Google listing suspended screenshot

What I Designed

This wasn’t just a prank — it was a full brand design exercise. I created:

A logo and visual identity designed in Photoshop, built to feel like a real, slightly quirky local restaurant.

A website built on Google Sites that served as the restaurant’s online presence, complete with the menu and brand imagery.

A full menu with designed layout and typography — absurd items presented with the visual seriousness of a real restaurant’s menu.

Merch listed on RedBubble. Nobody bought any, but the fact that it existed added another layer of legitimacy to the brand world.

A Google Maps listing fully filled out with hours, photos, contact info, and all the details that make a business look real on the platform.

Playhouse website screenshot

Key Takeaways

Design creates belief. People believed Parker Birwin’s Playhouse was real because it looked and felt real. The logo, the menu layout, the Google Maps details, the website — every touchpoint was designed to be cohesive and convincing. The project proved that strong branding can make anything feel legitimate.

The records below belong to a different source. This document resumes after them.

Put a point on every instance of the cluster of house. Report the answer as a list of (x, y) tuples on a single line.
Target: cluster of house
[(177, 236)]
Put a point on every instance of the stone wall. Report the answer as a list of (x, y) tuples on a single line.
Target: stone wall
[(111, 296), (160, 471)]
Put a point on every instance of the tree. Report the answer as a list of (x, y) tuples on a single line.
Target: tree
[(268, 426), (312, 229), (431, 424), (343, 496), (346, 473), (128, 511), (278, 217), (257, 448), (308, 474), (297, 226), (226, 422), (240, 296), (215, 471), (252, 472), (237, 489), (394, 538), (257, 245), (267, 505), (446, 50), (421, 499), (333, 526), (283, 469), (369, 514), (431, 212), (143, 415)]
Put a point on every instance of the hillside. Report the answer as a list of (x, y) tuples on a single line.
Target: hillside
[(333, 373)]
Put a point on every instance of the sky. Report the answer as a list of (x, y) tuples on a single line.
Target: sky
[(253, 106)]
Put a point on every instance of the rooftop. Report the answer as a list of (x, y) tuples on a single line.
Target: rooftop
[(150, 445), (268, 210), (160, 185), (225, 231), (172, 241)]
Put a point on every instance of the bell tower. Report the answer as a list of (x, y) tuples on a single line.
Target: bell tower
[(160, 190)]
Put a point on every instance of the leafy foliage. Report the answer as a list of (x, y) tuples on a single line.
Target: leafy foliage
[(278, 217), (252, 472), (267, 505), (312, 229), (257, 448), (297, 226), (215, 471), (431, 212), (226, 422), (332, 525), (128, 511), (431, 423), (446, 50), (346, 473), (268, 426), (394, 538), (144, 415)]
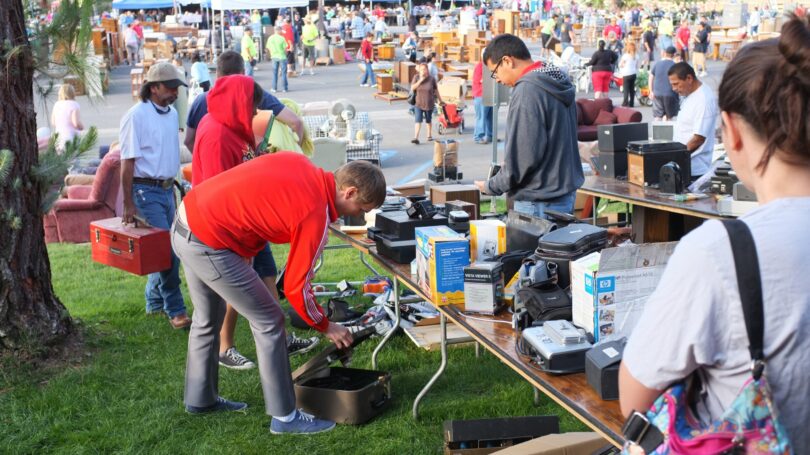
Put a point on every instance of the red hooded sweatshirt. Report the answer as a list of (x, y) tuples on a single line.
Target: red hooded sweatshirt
[(226, 132), (280, 198)]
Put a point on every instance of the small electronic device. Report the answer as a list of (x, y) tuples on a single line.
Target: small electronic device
[(602, 368), (423, 210), (459, 221), (645, 159), (671, 179), (560, 345)]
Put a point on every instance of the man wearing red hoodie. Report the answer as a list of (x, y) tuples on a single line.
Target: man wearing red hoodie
[(280, 198)]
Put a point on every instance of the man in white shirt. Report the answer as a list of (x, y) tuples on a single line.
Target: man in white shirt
[(753, 22), (697, 117), (150, 159)]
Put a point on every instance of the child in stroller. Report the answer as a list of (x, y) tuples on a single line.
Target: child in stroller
[(450, 116)]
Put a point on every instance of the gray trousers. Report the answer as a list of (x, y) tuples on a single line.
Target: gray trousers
[(215, 277)]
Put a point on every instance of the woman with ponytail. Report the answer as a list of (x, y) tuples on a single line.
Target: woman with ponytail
[(693, 324)]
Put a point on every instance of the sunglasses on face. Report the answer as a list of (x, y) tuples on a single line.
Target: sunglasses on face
[(495, 70)]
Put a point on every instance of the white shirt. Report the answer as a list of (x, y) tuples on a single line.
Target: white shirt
[(694, 321), (199, 71), (628, 65), (753, 19), (152, 139), (698, 115)]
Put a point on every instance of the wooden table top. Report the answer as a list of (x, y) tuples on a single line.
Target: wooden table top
[(571, 391), (621, 190)]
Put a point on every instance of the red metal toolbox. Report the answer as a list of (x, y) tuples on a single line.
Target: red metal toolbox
[(138, 250)]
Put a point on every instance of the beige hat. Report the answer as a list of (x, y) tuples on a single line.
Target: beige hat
[(165, 73)]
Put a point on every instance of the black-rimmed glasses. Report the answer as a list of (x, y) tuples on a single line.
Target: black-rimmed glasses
[(495, 70)]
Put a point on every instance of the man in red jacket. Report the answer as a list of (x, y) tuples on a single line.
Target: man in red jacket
[(227, 219)]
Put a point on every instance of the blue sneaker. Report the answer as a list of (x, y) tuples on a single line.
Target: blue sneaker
[(221, 405), (303, 423)]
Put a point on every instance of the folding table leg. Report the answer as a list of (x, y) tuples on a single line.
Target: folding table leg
[(442, 366), (393, 329)]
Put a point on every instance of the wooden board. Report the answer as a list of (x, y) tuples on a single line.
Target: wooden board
[(429, 337)]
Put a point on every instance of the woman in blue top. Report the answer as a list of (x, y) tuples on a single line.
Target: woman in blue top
[(199, 71)]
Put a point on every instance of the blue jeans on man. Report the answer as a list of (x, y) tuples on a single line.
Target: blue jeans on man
[(482, 22), (280, 64), (157, 206), (368, 76), (483, 121), (563, 204)]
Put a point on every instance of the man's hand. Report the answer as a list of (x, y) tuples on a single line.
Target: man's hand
[(128, 217), (339, 335)]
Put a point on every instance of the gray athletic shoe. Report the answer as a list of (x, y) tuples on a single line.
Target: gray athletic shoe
[(297, 345), (234, 360)]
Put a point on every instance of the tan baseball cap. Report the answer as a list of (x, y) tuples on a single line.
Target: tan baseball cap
[(165, 73)]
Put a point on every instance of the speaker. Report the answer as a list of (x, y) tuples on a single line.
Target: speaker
[(614, 138), (670, 179)]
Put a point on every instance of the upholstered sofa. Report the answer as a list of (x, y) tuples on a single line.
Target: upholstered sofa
[(592, 113), (69, 219)]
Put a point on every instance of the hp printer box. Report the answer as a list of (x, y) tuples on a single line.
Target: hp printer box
[(609, 288), (441, 255)]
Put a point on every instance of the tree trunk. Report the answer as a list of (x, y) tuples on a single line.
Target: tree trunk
[(31, 316)]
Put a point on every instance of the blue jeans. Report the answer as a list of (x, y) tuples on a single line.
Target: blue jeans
[(563, 204), (483, 120), (279, 63), (368, 76), (162, 292)]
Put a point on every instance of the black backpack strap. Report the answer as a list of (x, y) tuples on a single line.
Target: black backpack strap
[(749, 281)]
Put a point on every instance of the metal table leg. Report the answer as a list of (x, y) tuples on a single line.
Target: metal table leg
[(393, 329), (442, 366)]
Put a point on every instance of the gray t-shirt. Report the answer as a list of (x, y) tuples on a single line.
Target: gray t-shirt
[(661, 85), (693, 321)]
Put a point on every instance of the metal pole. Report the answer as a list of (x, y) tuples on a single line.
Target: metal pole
[(495, 94)]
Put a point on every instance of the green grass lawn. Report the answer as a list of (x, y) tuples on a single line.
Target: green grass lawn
[(126, 393)]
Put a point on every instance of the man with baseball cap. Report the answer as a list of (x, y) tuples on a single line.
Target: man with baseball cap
[(150, 158)]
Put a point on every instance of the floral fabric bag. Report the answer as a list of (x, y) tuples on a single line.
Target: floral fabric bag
[(750, 425)]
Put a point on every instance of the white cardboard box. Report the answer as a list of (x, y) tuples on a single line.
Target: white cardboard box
[(609, 288)]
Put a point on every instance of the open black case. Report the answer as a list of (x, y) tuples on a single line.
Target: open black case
[(339, 393)]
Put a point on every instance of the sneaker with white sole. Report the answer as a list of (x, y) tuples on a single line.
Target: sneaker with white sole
[(303, 423), (234, 360), (296, 345)]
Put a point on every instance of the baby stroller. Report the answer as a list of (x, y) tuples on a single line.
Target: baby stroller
[(451, 116)]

Audiences will participate if you give them something worth participating in. I didn’t ask anyone to leave reviews or make TikToks. People chose to engage because the concept was fun and the execution was good enough to play along with. The best engagement is voluntary.

Constraints breed creativity. I was 16 with no budget, using free tools — Google Sites, Photoshop, RedBubble, Google Maps. Every asset was made with what I had. The limitation forced me to focus on what actually matters in branding: consistency, detail, and a clear concept.

Reflection

Parker Birwin’s Playhouse is the project that showed me what design can do when it’s in service of a strong idea. I didn’t have a product to sell or a client to serve — I had a concept and I wanted to see how far I could take it. The answer was a 4.8-star rating, 200+ phone calls, 300,000 TikTok views, and a Google suspension notice.

Looking back, this was the project where I first understood that brand design isn’t just logos and color palettes — it’s building a world that people believe in and want to be part of. Everything I’ve done since, from Blankmind Radio to Studio Node, builds on that same instinct.